En France, le Parti socialiste a le vent dans les voiles. Je m’en réjouis. Surtout qu’il s’agit d’un socialisme modéré, dans la lignée social-démocrate, de plus en plus épuré de la vieille idéologie héritée d’un passé sectaire. Et combien proche de la dimension sociale d’inspiration chrétienne qui a marqué et marque encore plusieurs partis socio-démocrates européens.

Or voici que ce parti vient d’inscrire dans son programme, par ailleurs fort intéressant, un article qui semble bien vouloir cautionner la pratique de l’euthanasie. En effet, le candidat à la présidence a formulé ainsi la proposition 21 de son programme : « Je proposerai que toute personne majeure en phase avancée ou terminale d’une maladie incurable provoquant une souffrance physique ou psychique insupportable et qui ne peut être apaisée, puisse demander, dans les conditions précises et strictes, à bénéficier d’une assistance médicalisée pour finir sa vie dignement » ( Voir Agence Zenit, 27 janvier 2012).

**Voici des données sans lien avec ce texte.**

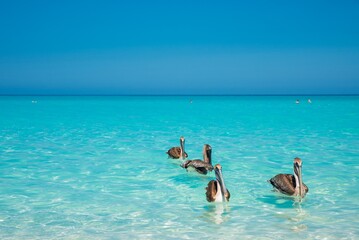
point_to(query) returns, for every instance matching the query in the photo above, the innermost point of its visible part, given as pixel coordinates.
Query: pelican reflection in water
(290, 184)
(216, 190)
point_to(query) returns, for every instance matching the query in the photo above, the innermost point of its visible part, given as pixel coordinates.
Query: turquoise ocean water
(96, 167)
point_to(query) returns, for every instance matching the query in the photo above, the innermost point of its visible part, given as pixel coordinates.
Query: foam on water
(96, 168)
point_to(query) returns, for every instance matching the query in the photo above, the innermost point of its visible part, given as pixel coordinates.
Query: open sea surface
(96, 167)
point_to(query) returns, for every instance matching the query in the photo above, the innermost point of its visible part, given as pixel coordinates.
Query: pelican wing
(211, 191)
(285, 183)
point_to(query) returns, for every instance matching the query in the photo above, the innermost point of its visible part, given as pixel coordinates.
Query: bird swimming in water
(178, 152)
(216, 190)
(290, 184)
(201, 166)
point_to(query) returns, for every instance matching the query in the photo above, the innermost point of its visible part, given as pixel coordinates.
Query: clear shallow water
(96, 168)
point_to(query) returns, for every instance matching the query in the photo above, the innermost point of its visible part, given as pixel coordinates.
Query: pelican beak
(219, 177)
(298, 172)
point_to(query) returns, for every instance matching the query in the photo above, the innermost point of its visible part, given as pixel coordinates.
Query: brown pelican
(201, 166)
(216, 190)
(290, 184)
(178, 152)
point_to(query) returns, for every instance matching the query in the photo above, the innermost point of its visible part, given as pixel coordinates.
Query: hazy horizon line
(168, 95)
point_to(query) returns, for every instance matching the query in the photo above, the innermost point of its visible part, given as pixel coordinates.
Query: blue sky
(179, 47)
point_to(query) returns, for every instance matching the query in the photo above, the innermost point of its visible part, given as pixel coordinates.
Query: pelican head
(219, 177)
(182, 140)
(298, 175)
(207, 153)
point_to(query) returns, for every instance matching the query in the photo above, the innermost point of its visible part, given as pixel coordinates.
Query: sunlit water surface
(96, 167)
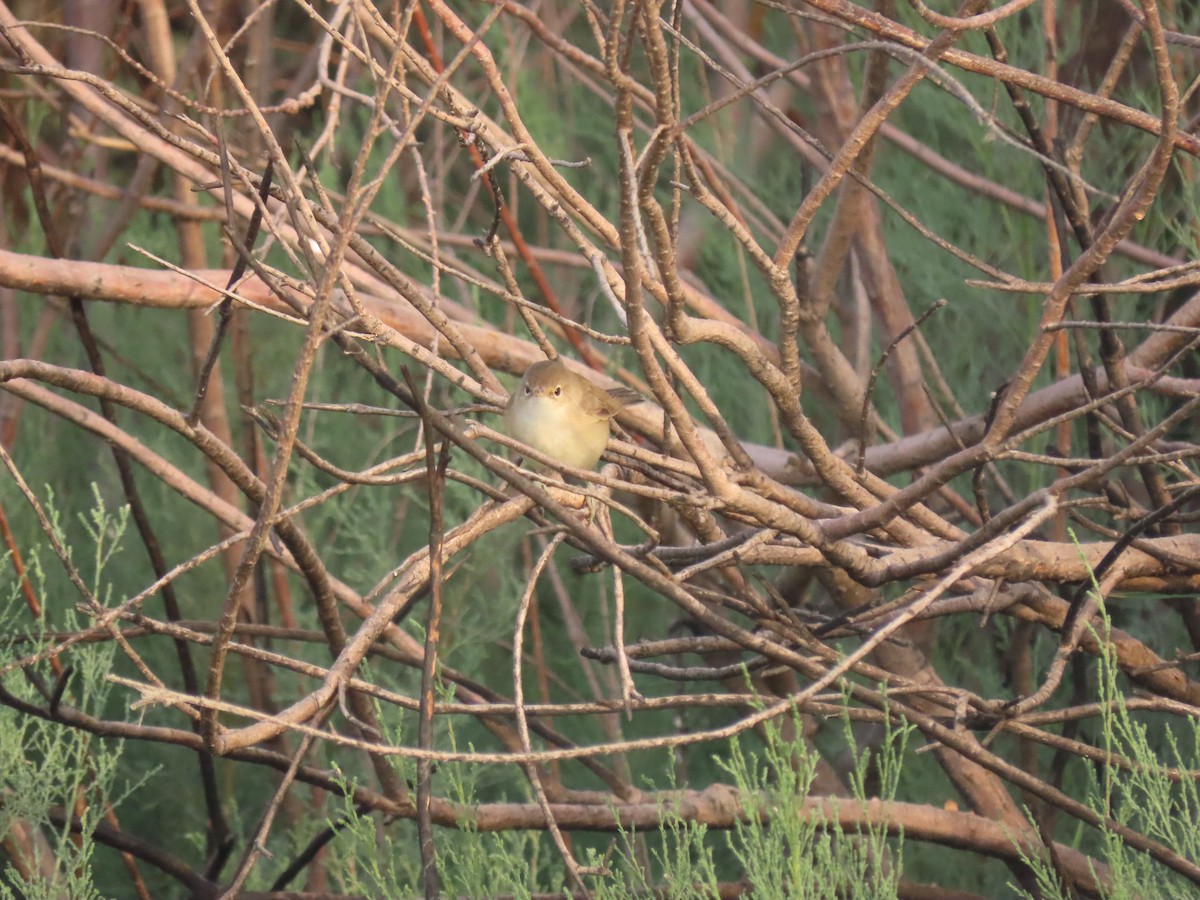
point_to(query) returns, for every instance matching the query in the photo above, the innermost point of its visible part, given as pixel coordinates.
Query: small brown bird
(563, 414)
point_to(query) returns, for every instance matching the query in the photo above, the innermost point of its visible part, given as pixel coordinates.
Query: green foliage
(45, 768)
(1149, 797)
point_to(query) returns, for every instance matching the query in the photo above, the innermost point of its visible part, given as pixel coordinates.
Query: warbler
(563, 414)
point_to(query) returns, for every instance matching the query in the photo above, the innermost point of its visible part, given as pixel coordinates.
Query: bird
(563, 414)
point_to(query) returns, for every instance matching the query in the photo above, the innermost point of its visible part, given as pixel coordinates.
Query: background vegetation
(889, 588)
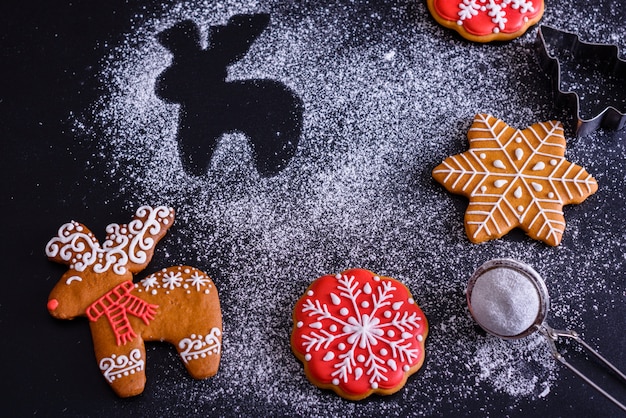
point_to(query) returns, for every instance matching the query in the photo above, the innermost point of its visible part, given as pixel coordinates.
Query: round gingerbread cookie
(487, 20)
(358, 333)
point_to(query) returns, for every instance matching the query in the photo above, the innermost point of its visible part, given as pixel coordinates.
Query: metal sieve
(510, 300)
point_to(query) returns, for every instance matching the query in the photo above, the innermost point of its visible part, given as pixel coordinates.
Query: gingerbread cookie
(178, 304)
(358, 333)
(487, 20)
(515, 178)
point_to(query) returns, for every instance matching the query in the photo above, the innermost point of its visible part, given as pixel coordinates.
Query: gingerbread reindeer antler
(128, 247)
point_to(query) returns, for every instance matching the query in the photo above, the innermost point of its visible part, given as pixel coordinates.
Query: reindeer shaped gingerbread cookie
(178, 304)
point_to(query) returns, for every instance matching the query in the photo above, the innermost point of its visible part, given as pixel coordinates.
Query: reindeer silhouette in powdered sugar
(266, 111)
(178, 304)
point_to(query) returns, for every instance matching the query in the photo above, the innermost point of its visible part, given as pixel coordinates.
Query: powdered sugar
(358, 193)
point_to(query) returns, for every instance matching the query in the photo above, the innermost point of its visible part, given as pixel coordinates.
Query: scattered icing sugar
(505, 302)
(358, 193)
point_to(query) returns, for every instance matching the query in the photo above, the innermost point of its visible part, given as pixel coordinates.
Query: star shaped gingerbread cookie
(515, 178)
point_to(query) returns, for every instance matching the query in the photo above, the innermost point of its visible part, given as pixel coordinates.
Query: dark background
(49, 55)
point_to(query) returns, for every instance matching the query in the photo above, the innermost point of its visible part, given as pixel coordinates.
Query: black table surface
(53, 54)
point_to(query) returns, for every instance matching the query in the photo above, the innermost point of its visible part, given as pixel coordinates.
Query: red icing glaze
(52, 304)
(359, 332)
(485, 17)
(116, 305)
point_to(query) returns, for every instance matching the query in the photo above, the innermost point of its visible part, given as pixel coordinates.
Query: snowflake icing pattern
(515, 178)
(149, 282)
(172, 280)
(357, 332)
(198, 280)
(482, 17)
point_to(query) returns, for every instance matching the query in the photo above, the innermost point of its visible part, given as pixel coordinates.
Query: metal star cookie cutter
(605, 59)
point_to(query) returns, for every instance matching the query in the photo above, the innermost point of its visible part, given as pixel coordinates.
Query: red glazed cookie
(178, 304)
(515, 178)
(487, 20)
(358, 333)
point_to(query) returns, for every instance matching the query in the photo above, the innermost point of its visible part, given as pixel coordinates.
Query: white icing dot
(498, 164)
(367, 289)
(539, 166)
(538, 187)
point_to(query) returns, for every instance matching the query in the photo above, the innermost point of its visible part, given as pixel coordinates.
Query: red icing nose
(52, 304)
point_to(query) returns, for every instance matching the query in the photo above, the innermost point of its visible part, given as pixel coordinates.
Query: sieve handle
(552, 335)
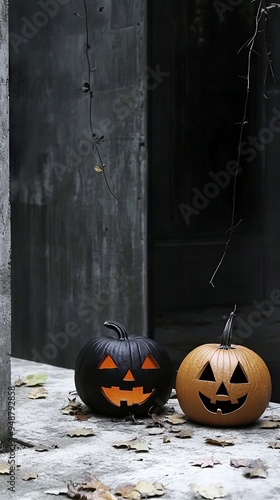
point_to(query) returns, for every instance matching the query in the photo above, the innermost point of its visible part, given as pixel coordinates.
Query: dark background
(72, 240)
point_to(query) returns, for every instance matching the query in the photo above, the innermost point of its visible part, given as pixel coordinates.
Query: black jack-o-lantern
(123, 375)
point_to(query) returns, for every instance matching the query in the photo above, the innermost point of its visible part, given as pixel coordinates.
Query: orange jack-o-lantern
(124, 375)
(226, 385)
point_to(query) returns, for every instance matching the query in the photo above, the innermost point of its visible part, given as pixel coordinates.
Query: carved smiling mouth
(135, 396)
(223, 407)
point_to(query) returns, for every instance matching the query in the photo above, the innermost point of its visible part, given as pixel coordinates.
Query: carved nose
(128, 376)
(222, 391)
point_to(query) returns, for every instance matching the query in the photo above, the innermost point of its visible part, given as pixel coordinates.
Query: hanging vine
(261, 17)
(88, 89)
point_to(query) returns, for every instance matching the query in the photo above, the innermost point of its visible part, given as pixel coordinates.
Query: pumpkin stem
(118, 328)
(227, 333)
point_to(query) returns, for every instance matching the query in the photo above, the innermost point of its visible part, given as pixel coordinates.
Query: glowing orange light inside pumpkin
(107, 362)
(133, 396)
(150, 363)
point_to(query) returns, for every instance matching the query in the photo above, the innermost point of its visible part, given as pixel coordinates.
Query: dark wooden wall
(79, 255)
(194, 117)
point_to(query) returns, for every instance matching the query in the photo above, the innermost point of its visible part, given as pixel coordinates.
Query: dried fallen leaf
(211, 491)
(57, 491)
(45, 448)
(73, 491)
(220, 442)
(29, 475)
(71, 408)
(246, 462)
(39, 393)
(5, 468)
(205, 462)
(92, 483)
(156, 421)
(270, 424)
(18, 382)
(176, 419)
(147, 489)
(185, 433)
(135, 444)
(35, 379)
(155, 430)
(175, 429)
(81, 432)
(274, 444)
(83, 416)
(275, 418)
(131, 418)
(165, 439)
(240, 462)
(99, 495)
(256, 472)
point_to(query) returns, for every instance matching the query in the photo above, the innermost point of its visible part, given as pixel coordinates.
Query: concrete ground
(41, 424)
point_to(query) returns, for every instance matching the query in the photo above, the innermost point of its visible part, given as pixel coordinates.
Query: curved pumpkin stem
(118, 328)
(227, 333)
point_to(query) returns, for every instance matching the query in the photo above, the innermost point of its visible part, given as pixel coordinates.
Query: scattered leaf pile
(93, 489)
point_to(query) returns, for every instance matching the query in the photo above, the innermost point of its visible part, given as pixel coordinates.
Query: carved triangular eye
(238, 376)
(107, 362)
(207, 373)
(150, 363)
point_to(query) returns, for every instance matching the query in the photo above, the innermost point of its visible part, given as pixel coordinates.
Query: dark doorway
(195, 115)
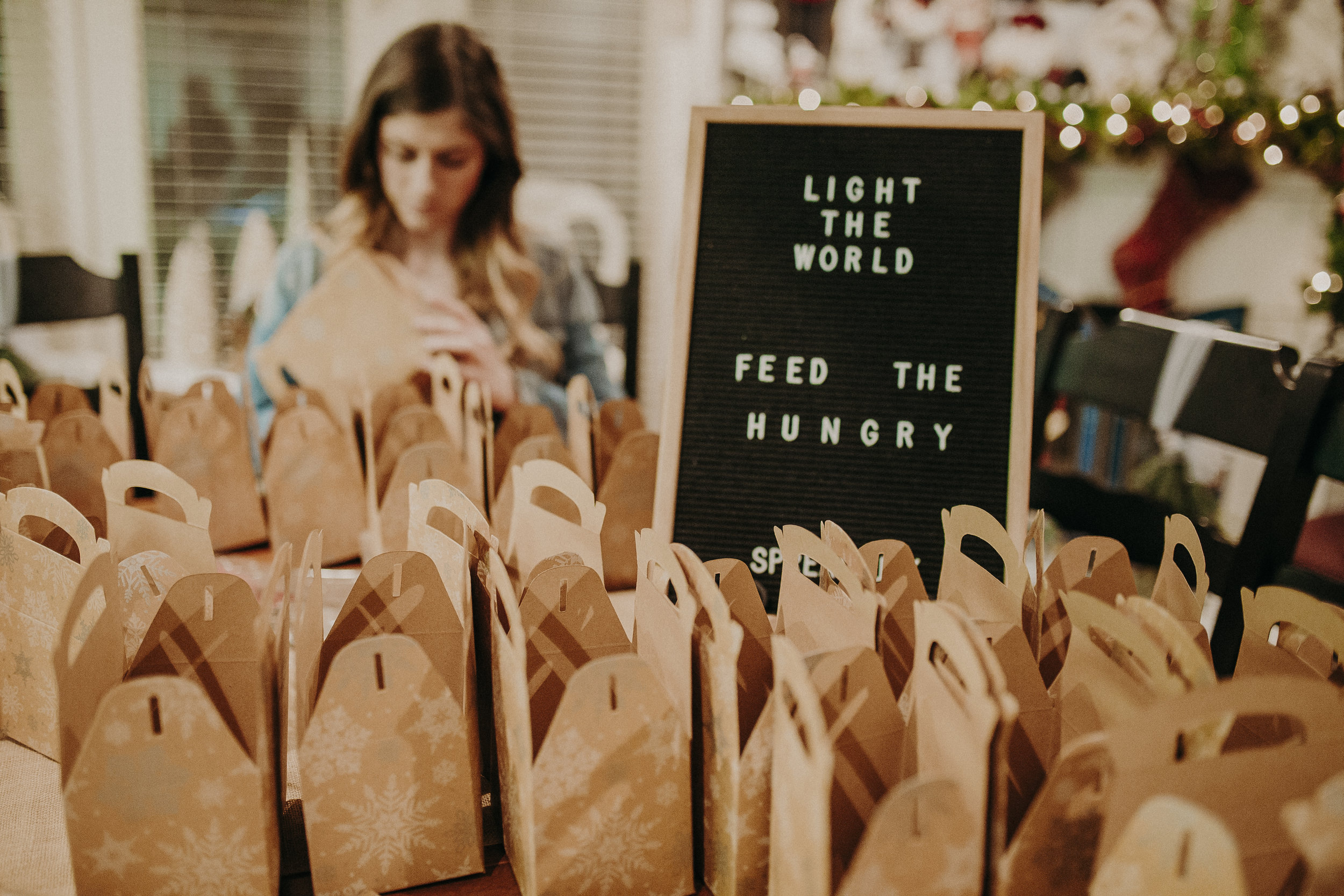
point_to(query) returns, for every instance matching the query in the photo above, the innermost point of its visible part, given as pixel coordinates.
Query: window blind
(573, 71)
(4, 113)
(227, 81)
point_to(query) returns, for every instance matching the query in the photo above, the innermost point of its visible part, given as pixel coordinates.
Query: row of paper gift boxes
(328, 465)
(870, 735)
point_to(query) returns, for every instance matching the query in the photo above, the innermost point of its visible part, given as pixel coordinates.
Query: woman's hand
(460, 332)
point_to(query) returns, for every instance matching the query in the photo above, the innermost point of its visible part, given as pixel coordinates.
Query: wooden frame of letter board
(1031, 124)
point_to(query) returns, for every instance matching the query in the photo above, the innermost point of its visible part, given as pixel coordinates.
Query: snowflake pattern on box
(173, 813)
(393, 771)
(613, 787)
(35, 582)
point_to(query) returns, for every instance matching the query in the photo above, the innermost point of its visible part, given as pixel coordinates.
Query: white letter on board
(831, 431)
(818, 375)
(905, 260)
(803, 254)
(853, 259)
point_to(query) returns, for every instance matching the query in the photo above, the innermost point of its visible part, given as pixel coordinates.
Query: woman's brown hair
(428, 69)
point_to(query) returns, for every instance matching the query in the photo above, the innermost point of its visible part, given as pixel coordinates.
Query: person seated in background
(428, 176)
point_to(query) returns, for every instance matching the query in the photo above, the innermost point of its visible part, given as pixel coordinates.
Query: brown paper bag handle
(651, 550)
(47, 505)
(437, 493)
(709, 597)
(964, 520)
(1171, 590)
(1273, 604)
(10, 382)
(977, 673)
(445, 390)
(308, 637)
(541, 472)
(796, 543)
(839, 540)
(502, 594)
(100, 574)
(582, 415)
(1155, 733)
(115, 407)
(792, 679)
(479, 426)
(147, 475)
(1088, 613)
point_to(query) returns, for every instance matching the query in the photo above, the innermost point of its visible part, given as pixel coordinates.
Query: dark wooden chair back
(1243, 397)
(57, 288)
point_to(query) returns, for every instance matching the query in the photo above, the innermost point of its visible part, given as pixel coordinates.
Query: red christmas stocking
(1190, 200)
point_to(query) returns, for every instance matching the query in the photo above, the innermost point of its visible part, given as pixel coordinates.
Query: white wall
(77, 128)
(683, 42)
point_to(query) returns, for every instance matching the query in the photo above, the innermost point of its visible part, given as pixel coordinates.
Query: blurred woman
(428, 175)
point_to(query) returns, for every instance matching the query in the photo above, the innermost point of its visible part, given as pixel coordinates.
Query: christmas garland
(1216, 119)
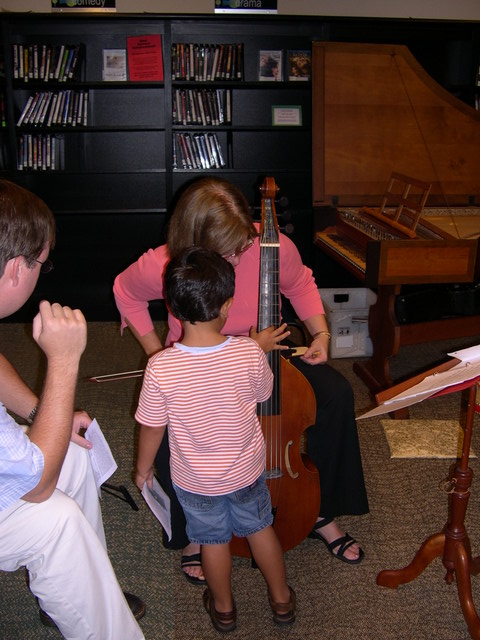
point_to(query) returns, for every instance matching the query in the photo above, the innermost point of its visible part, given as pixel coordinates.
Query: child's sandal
(284, 612)
(224, 622)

Des interrogations surgissent : qui définira ce qu’est une souffrance insupportable ? Qu’en est-il des soins palliatifs ? Comment interpréter ce que veut nous dire une personne souffrant de troubles psychiques ? Veut-on se débarrasser des enfants trisomiques ? Qui décidera à la place de ces derniers que leur vie ne vaut pas d’être vécue ?

Je ne comprends pas qu’une formation politique imprégnée d’idéaux humanistes emprunte cette pente dangereuse où flottent des relents hérités de l’idéologie nazie. On dirait un détournement de vocation. Mais je fais confiance aux militants pour un rappel à l’ordre.